Solar control is another critical aspect of tropical building sustainability. It involves managing the amount of solar radiation entering a building to minimize heat gain and reduce cooling loads. Effective solar control can be achieved through shading devices, reflective materials, and the orientation of the building. By employing shading devices like overhangs, louvers, and external blinds, it's possible to regulate sunlight, preventing direct exposure while admitting softened light. According to a study by Rana et al. (2021), buildings equipped with adjustable shading devices can reduce cooling energy consumption by up to 20%. Using reflective materials for roofs and facades also significantly reflects solar radiation and reduces heat absorption (Irfeey et al., 2023).

To counter the intense heat in tropical areas, thermal insulation is vital for minimizing heat transfer through building components. By creating a thermally efficient environment, it lessens the dependence on mechanical cooling systems. Research by Falzon et al. (2023) indicates that using high-performance insulation materials, such as reflective foils and insulated concrete forms, can enhance the thermal performance of buildings and achieve significant energy savings.
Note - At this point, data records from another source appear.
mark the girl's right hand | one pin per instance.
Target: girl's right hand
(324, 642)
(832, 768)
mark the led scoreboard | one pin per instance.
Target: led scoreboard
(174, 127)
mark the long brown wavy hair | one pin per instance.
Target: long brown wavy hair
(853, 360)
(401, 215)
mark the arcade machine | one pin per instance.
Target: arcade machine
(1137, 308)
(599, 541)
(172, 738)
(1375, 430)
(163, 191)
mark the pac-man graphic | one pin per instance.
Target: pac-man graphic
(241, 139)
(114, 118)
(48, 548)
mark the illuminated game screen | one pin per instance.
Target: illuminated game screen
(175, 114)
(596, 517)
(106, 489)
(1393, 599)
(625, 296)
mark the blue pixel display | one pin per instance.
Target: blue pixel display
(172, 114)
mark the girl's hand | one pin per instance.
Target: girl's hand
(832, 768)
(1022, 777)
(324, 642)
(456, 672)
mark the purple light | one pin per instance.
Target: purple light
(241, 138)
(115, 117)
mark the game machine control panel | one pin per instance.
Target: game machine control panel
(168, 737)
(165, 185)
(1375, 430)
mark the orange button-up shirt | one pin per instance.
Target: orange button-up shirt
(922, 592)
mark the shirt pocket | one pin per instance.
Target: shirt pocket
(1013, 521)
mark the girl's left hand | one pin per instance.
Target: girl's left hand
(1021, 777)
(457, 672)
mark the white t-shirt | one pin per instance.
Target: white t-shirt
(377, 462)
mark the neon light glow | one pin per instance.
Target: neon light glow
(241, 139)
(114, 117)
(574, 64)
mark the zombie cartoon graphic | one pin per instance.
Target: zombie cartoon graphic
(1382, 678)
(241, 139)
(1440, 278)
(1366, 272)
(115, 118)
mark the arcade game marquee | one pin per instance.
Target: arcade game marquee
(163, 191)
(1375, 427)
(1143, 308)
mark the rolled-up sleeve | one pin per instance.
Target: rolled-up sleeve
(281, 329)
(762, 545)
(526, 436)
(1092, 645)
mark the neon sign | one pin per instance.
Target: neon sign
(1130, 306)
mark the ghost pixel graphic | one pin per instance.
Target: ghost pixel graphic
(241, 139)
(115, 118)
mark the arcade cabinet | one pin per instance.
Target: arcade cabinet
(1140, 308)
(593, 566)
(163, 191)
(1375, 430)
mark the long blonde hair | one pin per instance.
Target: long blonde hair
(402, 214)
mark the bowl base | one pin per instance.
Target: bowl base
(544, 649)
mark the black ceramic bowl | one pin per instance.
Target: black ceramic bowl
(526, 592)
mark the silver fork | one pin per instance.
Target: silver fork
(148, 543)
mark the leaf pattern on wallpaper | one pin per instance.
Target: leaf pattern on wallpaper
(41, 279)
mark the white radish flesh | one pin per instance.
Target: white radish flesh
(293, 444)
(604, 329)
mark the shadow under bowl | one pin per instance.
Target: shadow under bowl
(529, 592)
The choice of sustainable materials is crucial for the overall sustainability of tropical buildings. Materials with low thermal mass and high reflectivity are preferred to minimize heat gain. Additionally, using locally sourced, renewable, and recycled materials can reduce the environmental impact of construction and promote resource efficiency. A study by Madhushan et al. (2023) highlights the benefits of using bamboo, a renewable material with excellent thermal properties, in tropical building construction. The research demonstrates that bamboo-based construction can reduce carbon emissions and enhance the sustainability of buildings in tropical regions.
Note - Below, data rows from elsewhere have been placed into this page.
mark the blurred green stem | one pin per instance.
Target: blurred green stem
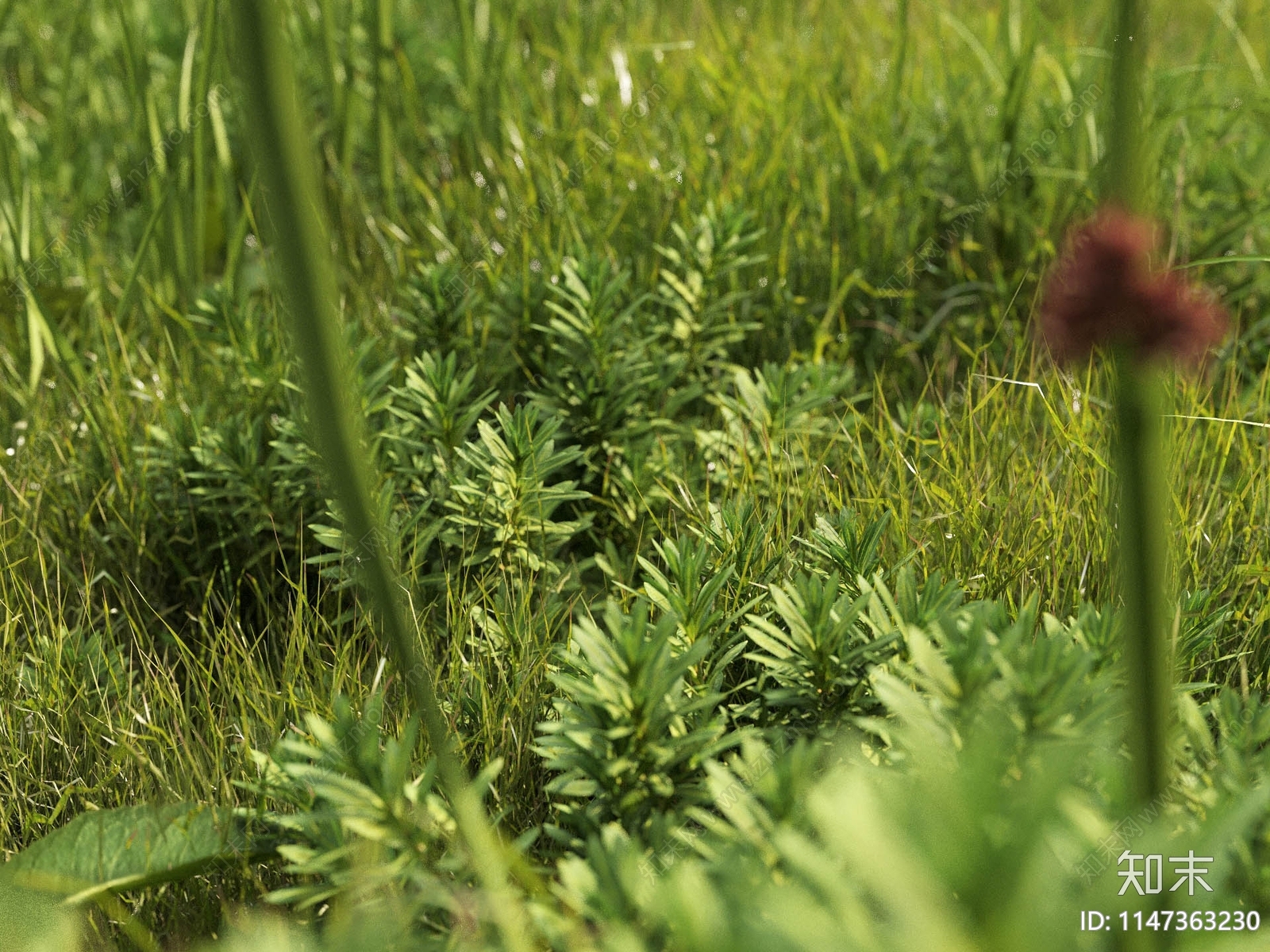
(1140, 459)
(384, 116)
(302, 248)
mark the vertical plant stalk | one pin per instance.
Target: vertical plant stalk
(1141, 461)
(384, 116)
(286, 171)
(1143, 541)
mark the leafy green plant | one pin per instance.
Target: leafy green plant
(630, 739)
(352, 823)
(816, 654)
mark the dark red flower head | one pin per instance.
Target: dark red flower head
(1104, 292)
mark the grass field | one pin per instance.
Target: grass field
(702, 311)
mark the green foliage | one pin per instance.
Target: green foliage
(816, 654)
(352, 823)
(503, 503)
(630, 738)
(129, 848)
(666, 302)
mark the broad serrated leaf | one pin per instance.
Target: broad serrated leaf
(135, 847)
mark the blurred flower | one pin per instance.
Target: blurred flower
(1104, 292)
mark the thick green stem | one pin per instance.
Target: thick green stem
(1143, 520)
(298, 241)
(1126, 175)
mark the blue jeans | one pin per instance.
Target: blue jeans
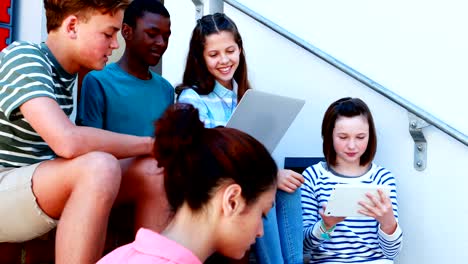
(283, 235)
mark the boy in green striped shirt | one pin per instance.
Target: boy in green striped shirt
(53, 173)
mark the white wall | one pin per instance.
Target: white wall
(29, 21)
(415, 48)
(393, 51)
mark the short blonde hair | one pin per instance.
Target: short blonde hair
(57, 10)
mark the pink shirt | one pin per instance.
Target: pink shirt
(150, 247)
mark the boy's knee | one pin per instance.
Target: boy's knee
(103, 172)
Integrating these principles into a cohesive design approach is vital for maximizing the sustainability of tropical buildings. Holistic design strategies that combine natural ventilation, solar control, thermal insulation, and sustainable materials can create energy-efficient, comfortable, and environmentally friendly buildings. For example, a case study by Deshpande et al. (2023) on commercial buildings in Mumbai demonstrated that incorporating these principles resulted in a significant reduction in energy consumption compared to conventional buildings. The buildings utilized green building design strategies through extensive use of green roofs, solar panels, and floor area optimization.

In conclusion, tropical building sustainability principles, including natural ventilation, solar control, thermal insulation, and sustainable materials, enhance buildings' energy efficiency and environmental performance in hot and humid climates. By adopting these principles, architects and designers can create energy-efficient, comfortable, and environmentally sustainable buildings.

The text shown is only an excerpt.